The presence or absence of federal question jurisdiction is to some extent tied to the sovereign immunity issue. In a recent case construing the Foreign Sovereign Immunities Act, 28 U.S.C. § 1330, the Supreme Court observed that in cases involving a sovereign other than the United States “the primacy of federal concerns is evident” because of Congress’ plenary power over foreign relations. Verlinden B.V. v.

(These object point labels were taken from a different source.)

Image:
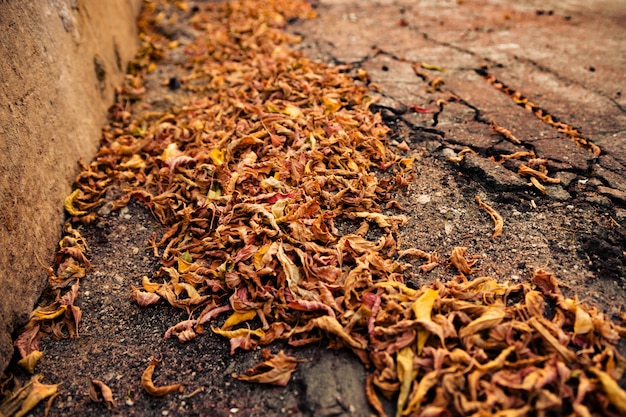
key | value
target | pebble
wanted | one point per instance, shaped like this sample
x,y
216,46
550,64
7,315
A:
x,y
448,152
423,199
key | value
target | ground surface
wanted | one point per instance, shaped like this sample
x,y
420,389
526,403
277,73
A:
x,y
567,58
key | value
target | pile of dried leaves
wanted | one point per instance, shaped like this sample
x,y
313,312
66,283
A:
x,y
251,179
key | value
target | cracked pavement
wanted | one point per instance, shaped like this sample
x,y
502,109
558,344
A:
x,y
428,62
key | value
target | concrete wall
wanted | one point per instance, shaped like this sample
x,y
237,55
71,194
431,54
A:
x,y
60,61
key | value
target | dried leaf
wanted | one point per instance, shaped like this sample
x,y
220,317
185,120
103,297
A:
x,y
616,395
497,219
422,309
566,354
331,325
99,392
36,393
30,361
148,385
504,132
69,201
460,262
143,298
276,370
231,334
238,317
406,376
525,171
489,319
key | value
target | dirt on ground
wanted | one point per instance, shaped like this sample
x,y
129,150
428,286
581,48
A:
x,y
449,77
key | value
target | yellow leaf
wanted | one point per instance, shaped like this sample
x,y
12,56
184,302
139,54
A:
x,y
292,111
148,285
148,385
422,308
38,392
238,317
183,286
30,361
331,104
68,203
49,315
583,323
406,375
171,151
408,162
135,162
425,384
231,334
490,318
258,256
217,156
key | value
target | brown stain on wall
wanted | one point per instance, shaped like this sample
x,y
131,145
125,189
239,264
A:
x,y
60,61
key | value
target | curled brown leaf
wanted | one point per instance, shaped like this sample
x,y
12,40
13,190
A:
x,y
150,388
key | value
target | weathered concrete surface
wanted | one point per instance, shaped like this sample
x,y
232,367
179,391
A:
x,y
60,61
568,58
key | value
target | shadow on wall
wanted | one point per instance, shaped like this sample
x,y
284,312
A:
x,y
60,61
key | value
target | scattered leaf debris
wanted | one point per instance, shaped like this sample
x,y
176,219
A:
x,y
498,223
150,388
250,172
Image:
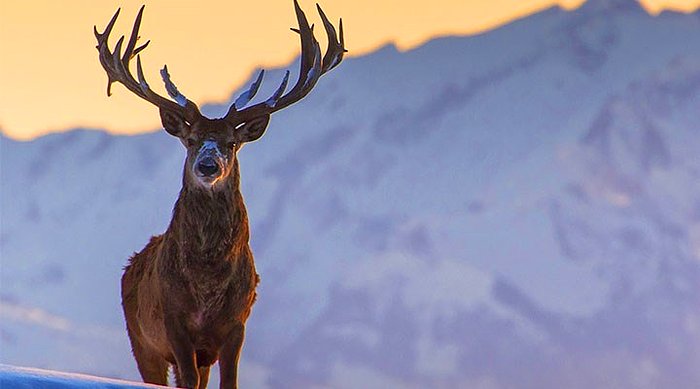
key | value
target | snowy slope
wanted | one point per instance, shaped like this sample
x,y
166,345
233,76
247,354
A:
x,y
19,378
514,209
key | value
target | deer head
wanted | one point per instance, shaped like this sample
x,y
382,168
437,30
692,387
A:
x,y
212,144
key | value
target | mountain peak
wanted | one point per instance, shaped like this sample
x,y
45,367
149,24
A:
x,y
611,5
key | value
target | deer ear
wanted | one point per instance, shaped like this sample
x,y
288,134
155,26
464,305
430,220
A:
x,y
253,129
174,123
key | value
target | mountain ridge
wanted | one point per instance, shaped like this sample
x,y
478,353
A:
x,y
470,213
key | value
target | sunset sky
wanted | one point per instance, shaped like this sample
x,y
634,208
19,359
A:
x,y
51,80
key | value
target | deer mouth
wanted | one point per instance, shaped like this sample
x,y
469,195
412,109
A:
x,y
208,169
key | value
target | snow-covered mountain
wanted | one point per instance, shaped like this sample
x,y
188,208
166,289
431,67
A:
x,y
515,209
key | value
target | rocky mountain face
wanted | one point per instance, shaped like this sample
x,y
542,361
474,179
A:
x,y
518,209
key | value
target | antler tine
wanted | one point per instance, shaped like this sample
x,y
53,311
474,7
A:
x,y
312,66
336,49
117,67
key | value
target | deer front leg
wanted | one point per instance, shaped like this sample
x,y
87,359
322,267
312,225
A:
x,y
185,357
229,356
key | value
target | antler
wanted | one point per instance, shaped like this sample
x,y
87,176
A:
x,y
312,67
117,69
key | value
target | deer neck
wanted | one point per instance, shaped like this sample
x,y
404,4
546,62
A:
x,y
210,224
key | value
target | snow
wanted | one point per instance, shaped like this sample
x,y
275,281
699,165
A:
x,y
527,205
22,377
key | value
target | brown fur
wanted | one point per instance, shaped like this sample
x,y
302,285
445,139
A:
x,y
188,293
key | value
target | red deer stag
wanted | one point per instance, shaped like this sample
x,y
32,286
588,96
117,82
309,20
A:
x,y
188,293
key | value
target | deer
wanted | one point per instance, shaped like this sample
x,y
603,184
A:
x,y
187,295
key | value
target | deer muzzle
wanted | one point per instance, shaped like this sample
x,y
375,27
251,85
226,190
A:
x,y
210,162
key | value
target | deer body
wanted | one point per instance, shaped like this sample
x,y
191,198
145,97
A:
x,y
194,285
187,295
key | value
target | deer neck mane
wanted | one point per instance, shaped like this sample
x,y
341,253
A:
x,y
210,224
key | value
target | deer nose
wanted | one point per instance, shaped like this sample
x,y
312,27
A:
x,y
207,166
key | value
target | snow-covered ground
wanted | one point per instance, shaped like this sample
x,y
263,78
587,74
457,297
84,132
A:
x,y
12,377
514,209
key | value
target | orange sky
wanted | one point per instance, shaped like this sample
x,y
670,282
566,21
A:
x,y
51,80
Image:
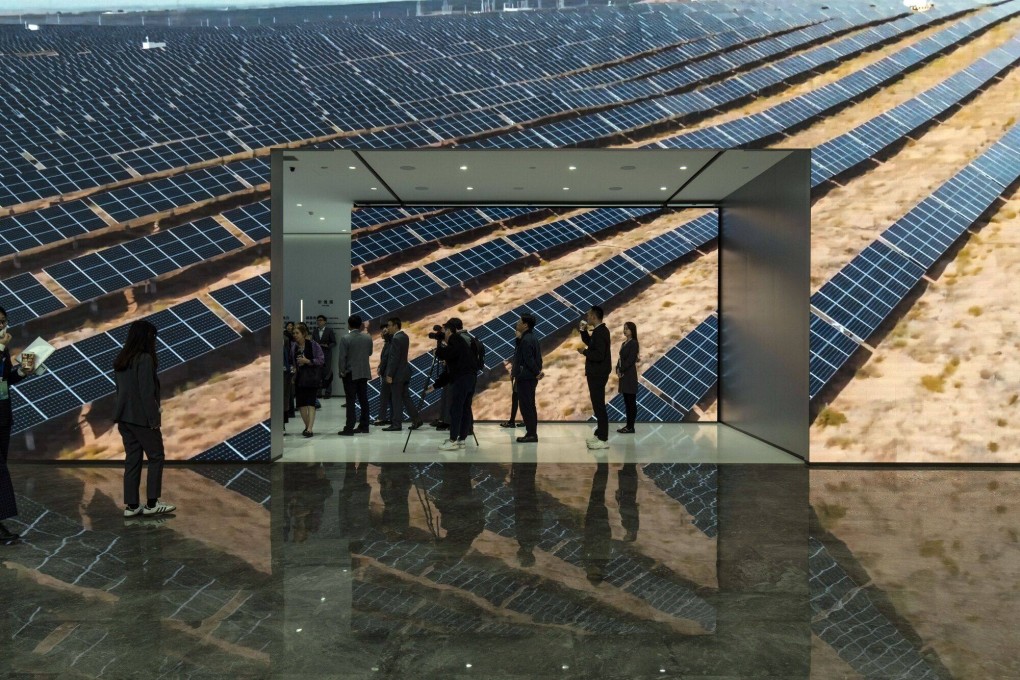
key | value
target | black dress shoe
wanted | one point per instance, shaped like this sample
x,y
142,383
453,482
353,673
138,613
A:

Central Bank of Nigeria, —U.S. — at —, 103 S.Ct. 1962 at 1971, 76 L.Ed.2d 81.

The analogy to Indian law is clear. It was recognized early that Congress had plenary power to determine relations with the Indian tribes and the extent of Indian sovereignty over non-Indians. Talton v. Mayes, 163 U.S. 376, 16 S.Ct. 986, 41 L.Ed. 196. An inquiry into whether Congress has in fact limited tribal sovereignty in a given case necessarily triggers federal concerns. See Merrion v. Jicarilla Apache Tribe, 455 U.S. 130, 102 S.Ct. 894, 71 L.Ed.2d 21. The test for the validity of an exercise of tribal power is whether it goes “beyond what is necessary to protect tribal self-government or to control internal relations,” Montana v. United States, 450 U.S. 544 at 564, 101 S.Ct. 1245 at 1257, 67 L.Ed.2d 493, see United States v. Wheeler, 435 U.S. 313, 98 S.Ct. 1079, 55 L.Ed.2d 303, or trespasses upon “overriding interests of the National Government.” Washington v. Confederated Tribes, 447 U.S. 134 at 153, 100 S.Ct. 2069 at 2081, 65 L.Ed.2d 10. Manifestly, measuring the interests of the National Government poses a federal question. Further, similarly to the issue of sovereign immunity discussed above, to leave the question of the extent of Indian sovereignty exclusively to tribal courts would not further the national purpose and interests. Congress could not have intended such a result.